Start by consuming equal amounts of protein and carbs – about 0.25 grams per pound of your target body weight – in the form of real, solid food, an hour and a half to an hour before exercising.

Short on time?

Consume the same macronutrient ratios and amounts, but from a shake or something else that’s quick and easy to digest, half an hour or less before hitting the gym.

Afterward, consume plenty more protein and carbs. Simple, isn’t it? Following exercise, the body is as ready as it will ever be to accept nutrients – the same nutrients that feed the muscles before working out will nourish and help them recover after.

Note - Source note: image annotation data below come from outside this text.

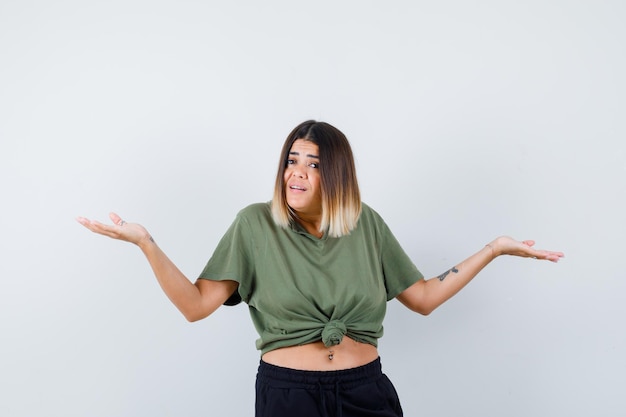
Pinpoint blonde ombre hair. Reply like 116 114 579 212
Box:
272 120 361 237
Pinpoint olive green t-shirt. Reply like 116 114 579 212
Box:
199 203 423 353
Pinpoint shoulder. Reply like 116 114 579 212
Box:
360 202 384 224
237 202 274 226
237 202 272 218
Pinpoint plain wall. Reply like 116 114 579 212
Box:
0 0 626 417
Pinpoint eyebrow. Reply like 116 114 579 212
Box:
289 152 320 159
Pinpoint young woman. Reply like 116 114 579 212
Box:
78 121 563 417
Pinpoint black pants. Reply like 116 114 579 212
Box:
255 358 402 417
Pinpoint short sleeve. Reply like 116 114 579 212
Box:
381 218 424 301
198 213 254 305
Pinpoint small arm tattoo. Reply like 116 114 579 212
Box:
437 266 459 281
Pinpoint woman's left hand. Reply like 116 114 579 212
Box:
487 236 565 262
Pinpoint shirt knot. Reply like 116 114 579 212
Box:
322 320 347 347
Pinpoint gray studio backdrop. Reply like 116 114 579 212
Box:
0 0 626 417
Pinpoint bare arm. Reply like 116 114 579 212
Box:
77 213 237 321
397 236 563 315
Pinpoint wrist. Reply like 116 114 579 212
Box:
485 242 500 259
137 233 156 251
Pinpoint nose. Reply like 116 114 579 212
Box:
291 167 306 178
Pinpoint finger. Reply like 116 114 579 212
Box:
109 213 123 226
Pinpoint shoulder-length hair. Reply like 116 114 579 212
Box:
272 120 361 237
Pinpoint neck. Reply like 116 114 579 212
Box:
296 213 324 238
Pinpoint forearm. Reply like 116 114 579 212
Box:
424 245 495 311
398 244 496 315
138 237 202 321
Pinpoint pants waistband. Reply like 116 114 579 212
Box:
257 358 382 388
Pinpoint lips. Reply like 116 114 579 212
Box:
289 184 306 191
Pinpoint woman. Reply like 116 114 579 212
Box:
78 121 563 417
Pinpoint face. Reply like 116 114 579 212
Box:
284 139 322 217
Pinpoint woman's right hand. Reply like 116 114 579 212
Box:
76 213 154 246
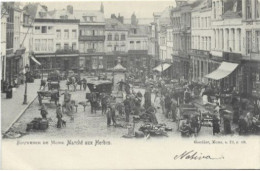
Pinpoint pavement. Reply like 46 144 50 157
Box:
1 79 41 134
2 81 239 139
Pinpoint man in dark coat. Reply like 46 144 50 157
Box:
165 94 171 118
40 104 48 119
101 93 108 115
144 89 152 109
56 104 62 128
212 115 220 135
124 95 131 122
90 92 97 113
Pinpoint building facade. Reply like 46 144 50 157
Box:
171 0 193 80
2 2 25 85
209 0 245 92
105 18 128 69
1 6 8 83
74 6 105 71
190 0 212 84
27 5 79 71
242 0 260 97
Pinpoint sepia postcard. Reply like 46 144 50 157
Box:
0 0 260 170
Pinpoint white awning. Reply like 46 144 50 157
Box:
31 56 42 65
153 63 171 72
205 62 238 80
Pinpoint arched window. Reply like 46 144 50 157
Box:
121 34 125 40
107 33 112 41
115 33 119 41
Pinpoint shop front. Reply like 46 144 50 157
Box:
34 53 79 71
6 48 25 85
205 62 239 93
190 50 210 84
242 61 260 98
173 52 190 80
153 63 173 79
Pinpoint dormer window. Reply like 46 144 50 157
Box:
39 12 47 17
83 16 97 22
133 29 137 34
60 15 68 19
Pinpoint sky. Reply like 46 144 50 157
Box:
23 0 175 18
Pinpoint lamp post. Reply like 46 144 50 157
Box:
23 64 29 104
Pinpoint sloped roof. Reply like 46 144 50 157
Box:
48 9 76 19
73 10 105 23
222 0 242 19
112 63 126 71
124 18 153 25
23 3 40 18
159 7 172 25
105 18 128 31
192 0 208 11
125 24 150 37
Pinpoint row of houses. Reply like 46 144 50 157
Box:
152 0 260 97
1 2 153 85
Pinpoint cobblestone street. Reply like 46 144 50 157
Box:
4 77 217 139
1 79 40 133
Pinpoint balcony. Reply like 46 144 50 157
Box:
79 36 106 41
243 52 260 62
56 49 79 54
128 50 148 54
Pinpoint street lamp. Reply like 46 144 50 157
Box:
23 64 29 104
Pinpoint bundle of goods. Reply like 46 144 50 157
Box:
139 124 172 136
26 118 49 131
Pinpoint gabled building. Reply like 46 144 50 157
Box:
190 0 212 84
74 4 105 71
25 4 79 72
171 0 194 80
242 0 260 98
1 4 8 84
127 14 152 75
105 17 128 69
205 0 246 93
2 2 25 85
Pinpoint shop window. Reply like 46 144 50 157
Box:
34 26 41 33
48 39 53 52
56 43 61 50
115 34 119 41
121 34 125 40
256 0 260 18
56 30 61 39
246 0 252 19
246 31 252 54
64 43 69 50
72 30 77 39
64 30 69 39
107 33 112 41
72 42 77 50
42 26 47 33
256 30 260 53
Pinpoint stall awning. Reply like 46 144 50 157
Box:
205 62 238 80
153 63 171 72
31 56 42 65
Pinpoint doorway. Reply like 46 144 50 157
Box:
64 60 69 71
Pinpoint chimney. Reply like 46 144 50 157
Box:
67 5 73 14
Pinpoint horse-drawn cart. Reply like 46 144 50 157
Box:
37 90 60 105
47 70 62 90
179 104 202 136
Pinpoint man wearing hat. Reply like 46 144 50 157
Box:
124 95 131 122
39 104 48 119
56 104 62 128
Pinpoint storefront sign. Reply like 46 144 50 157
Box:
189 49 209 57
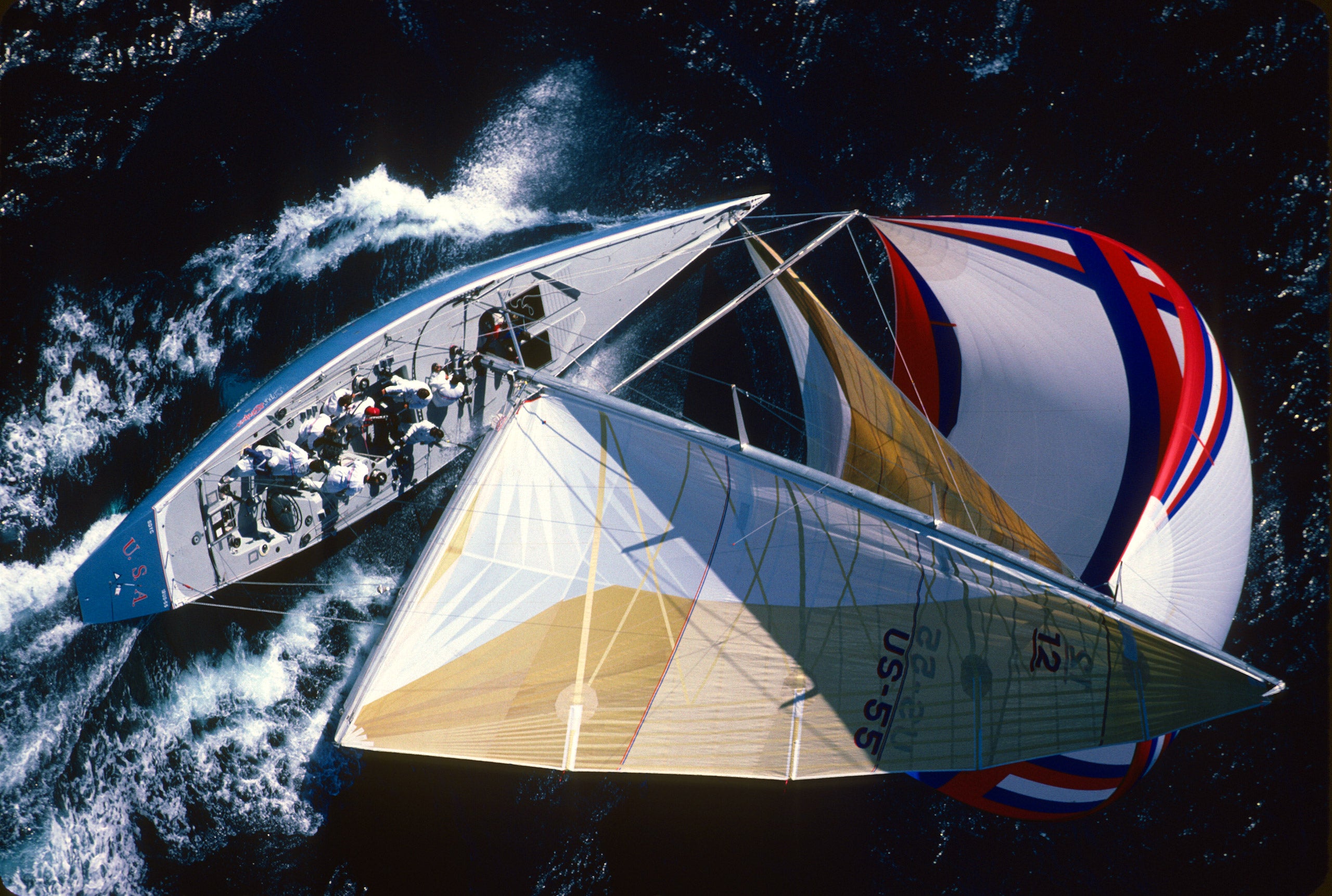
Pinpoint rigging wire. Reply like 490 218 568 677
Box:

Please note that too great a caloric deficit can negatively impact progress. Consume more calories on strength training days and fewer calories on rest days. Something to remember is that protein consumption should be sustained every day of the week; carbs and fat can be eaten more or less according to training frequency.

Give Your diet Rest Once In A While.

No matter the potential benefits to one’s physique, the body’s preferred state is not one of a caloric deficit. Taking a short break – one to two weeks – from sub-maintenance caloric intake not only provides a mental and emotional reprieve from hunger but helps gear the body back up for optimal performance and recovery.

Just Hit The Weights, Not The Pavement.

The bodybuilding community often snubs its nose at cardio – running in particular – and for people attempting to improve their body composition, not only achieve simple weight loss – cardio, especially too much of it, can have a detrimental effect, overloading muscle fibers and the nervous system, and reducing the ability to recover from heavy training. Cardio may shed weight and tone muscles to an extent, but relative to strength training and the resultant benefits that muscle mass confers, its cons typically outweigh its pros.

Pre and Post Workout Nutrition

Make sure your pre and post-workout nutrition and supplementation are nailed. Consume 20 – 40g of protein 1 – 2 hours before training and after training.